Well, not too many shades of grey with what happened Thursday in New York. As both gold and silver went ballistic moments after the Comex open, the usual set of not-for-profit sellers showed up along with a report of central bank gold sales. That, and a soaring dollar, produced the results we had yesterday. You will not witness a more blatant intervention in the free markets than we saw in gold, silver and platinum yesterday. As GATA's Chris Powell said..."There are no markets any more, only interventions."

And, as John Embry said in his interview with Eric King further up in this column..."We are building a massive base...and when there is any bad news for the system as a whole, gold gets clobbered. They do not want it to be seen as a safe haven asset at this point. As soon as Draghi suggested that the ECB wasn’t going to buy the bonds, gold got crushed and it got crushed way more than the Dow. That’s preposterous."

Yes, it is.

The preliminary open interest numbers didn't show much, but one thing I did notice was that gold's December open interest increased by 497 contracts, so one or more buyers stepped up to the plate yesterday asking for delivery of the physical metal itself.

At its low tick, the gold price just kissed its 50-day moving average on Thursday...and it remains to be seen whether the bullion banks press their advantage and drive it below that average. If they're going to do it, I wouldn't be surprised to see it happen during the remainder of the Friday trading session. Here's the 6-month chart...
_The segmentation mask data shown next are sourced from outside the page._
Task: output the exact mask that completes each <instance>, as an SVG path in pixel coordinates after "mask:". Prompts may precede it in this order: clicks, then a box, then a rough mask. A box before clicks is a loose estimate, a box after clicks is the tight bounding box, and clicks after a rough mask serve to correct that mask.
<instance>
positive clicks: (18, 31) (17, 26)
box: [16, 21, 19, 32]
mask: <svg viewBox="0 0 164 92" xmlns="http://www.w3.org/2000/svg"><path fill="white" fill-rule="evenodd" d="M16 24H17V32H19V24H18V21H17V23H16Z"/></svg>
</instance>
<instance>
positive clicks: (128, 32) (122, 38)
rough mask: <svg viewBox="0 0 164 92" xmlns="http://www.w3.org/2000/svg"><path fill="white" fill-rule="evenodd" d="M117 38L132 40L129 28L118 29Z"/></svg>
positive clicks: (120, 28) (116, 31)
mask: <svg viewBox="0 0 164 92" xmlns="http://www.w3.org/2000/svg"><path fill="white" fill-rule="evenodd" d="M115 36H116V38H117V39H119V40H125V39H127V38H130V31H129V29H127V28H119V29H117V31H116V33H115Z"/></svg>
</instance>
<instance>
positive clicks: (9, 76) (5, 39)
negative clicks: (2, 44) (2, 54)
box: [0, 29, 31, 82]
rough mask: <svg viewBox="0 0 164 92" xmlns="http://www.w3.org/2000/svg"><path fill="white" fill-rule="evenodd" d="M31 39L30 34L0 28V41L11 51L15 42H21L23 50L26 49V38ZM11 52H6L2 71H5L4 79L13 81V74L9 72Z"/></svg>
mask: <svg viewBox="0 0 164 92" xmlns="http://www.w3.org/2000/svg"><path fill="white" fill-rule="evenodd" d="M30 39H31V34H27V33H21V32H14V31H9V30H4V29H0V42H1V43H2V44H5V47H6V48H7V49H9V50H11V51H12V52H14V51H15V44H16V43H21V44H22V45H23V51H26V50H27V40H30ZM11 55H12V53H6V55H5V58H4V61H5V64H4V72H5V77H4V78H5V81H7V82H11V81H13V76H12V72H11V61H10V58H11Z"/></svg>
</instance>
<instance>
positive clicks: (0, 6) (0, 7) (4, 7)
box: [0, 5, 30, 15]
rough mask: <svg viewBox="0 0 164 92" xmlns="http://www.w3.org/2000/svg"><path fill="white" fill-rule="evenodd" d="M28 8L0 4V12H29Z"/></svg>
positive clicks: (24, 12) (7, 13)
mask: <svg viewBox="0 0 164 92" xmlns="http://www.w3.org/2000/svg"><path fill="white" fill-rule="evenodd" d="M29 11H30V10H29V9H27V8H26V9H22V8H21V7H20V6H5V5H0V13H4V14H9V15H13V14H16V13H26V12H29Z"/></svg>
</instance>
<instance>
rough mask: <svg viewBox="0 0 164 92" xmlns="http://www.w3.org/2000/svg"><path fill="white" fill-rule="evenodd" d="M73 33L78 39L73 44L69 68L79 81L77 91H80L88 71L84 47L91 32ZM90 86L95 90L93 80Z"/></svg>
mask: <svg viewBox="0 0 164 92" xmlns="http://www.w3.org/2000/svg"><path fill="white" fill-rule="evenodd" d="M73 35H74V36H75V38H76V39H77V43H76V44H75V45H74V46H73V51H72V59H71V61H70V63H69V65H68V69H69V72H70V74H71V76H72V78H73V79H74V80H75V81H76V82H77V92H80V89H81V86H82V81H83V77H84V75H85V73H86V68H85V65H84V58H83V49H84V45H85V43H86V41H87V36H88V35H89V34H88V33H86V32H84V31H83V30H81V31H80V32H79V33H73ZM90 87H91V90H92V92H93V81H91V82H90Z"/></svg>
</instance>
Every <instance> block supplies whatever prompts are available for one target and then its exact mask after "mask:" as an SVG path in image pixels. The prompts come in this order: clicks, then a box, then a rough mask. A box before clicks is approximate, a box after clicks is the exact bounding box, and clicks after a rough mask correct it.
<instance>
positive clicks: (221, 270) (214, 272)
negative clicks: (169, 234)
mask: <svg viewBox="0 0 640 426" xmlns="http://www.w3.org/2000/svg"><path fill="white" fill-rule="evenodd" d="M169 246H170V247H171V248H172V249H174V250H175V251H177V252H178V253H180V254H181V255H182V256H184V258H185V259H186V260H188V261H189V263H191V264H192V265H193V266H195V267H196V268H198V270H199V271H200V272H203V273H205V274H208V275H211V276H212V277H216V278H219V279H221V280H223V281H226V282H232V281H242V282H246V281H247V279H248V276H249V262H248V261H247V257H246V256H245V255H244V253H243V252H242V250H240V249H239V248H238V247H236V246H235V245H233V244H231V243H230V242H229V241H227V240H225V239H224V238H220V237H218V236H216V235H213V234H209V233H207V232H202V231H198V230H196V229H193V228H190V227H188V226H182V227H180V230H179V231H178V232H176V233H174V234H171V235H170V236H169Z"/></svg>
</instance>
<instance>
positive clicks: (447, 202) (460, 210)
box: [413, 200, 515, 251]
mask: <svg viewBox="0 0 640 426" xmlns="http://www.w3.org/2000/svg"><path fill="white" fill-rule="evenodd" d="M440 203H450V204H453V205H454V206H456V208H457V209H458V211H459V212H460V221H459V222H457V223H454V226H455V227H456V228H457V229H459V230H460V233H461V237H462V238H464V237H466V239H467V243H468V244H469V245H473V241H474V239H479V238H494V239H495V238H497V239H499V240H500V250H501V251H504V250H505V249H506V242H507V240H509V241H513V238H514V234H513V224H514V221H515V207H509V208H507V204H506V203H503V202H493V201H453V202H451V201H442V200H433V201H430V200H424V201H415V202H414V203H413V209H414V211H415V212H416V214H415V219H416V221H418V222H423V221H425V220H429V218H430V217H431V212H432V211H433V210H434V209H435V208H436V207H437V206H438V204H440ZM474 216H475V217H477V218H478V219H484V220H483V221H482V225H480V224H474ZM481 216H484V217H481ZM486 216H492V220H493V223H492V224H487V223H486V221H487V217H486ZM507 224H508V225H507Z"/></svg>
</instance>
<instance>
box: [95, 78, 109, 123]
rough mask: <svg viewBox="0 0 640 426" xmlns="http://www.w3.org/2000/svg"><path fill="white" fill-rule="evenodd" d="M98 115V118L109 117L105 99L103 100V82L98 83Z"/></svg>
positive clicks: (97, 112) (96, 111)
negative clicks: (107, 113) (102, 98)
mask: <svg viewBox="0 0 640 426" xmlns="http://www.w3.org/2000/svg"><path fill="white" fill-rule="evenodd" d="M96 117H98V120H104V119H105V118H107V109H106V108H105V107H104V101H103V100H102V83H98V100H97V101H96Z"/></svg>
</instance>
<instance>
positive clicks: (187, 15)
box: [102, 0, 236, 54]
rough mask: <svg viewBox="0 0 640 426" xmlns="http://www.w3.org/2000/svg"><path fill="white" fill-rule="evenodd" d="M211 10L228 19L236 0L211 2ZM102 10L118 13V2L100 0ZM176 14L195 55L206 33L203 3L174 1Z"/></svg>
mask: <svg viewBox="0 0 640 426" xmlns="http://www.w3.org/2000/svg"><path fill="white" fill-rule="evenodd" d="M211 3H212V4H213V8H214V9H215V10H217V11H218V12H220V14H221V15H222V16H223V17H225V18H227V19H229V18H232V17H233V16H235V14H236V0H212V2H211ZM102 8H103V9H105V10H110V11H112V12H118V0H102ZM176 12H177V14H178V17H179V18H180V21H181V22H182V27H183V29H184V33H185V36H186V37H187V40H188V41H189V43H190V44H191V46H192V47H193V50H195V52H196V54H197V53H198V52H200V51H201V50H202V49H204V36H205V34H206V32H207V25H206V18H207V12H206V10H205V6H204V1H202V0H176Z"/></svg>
(Click on image to enlarge)

Both silver and platinum are below their respective 50-day moving averages...and miles below their 200-day moving averages.

Today we get the latest Commitment of Traders Report for positions held at the close of Comex trading on Tuesday, December 6th. I'm not sure what this COT report will show, so I'm prepared for any eventuality. Too bad Thursday's data won't be in it.

Both silver and gold made tiny rally attempts during early trading in the Far East on their Friday morning...but they didn't last. The gold price got below its 50-day moving average for just a few minutes around noon Hong Kong time, but is now back a little above its Thursday closing price now that London has been trading for a couple of hours. Volume is already pretty decent in gold...and although the CME's silver volume page is showing more data than it has in a long time, it still doesn't look right.

Before signing off for the day, I'd like to point out the Holiday Sale going on at Casey Research...and this year's special deal is certainly worth serious consideration.

This offer involves the BIG GOLD and Casey Energy Opportunities publications...and is an offer for NEW SUBSCRIBERS ONLY!!! If you buy a 1-year subscription to BIG GOLD for US$79 [a 38% discount off the regular subscription price]...you get a FREE 1-year subscription to Casey Energy Opportunities. This is a US$79 value in and of itself. It costs you nothing to check out this incredible offer...and you can do so by clicking here.

As usual, this offer comes with CR's standard 90-day, 100% satisfaction guarantee. This offer expires on Friday, December 16th. How can you lose??? This is not an expense...it's an investment in your future.

That's all I have for today. Friday's are usually interesting times for the precious metals...and this one particularly so. The big meeting in Europe is in its second day...and the early reports show that nothing has been resolved, except for the fact that the can has been kicked a little further down the road.

Have a great weekend...and I'll see you here tomorrow.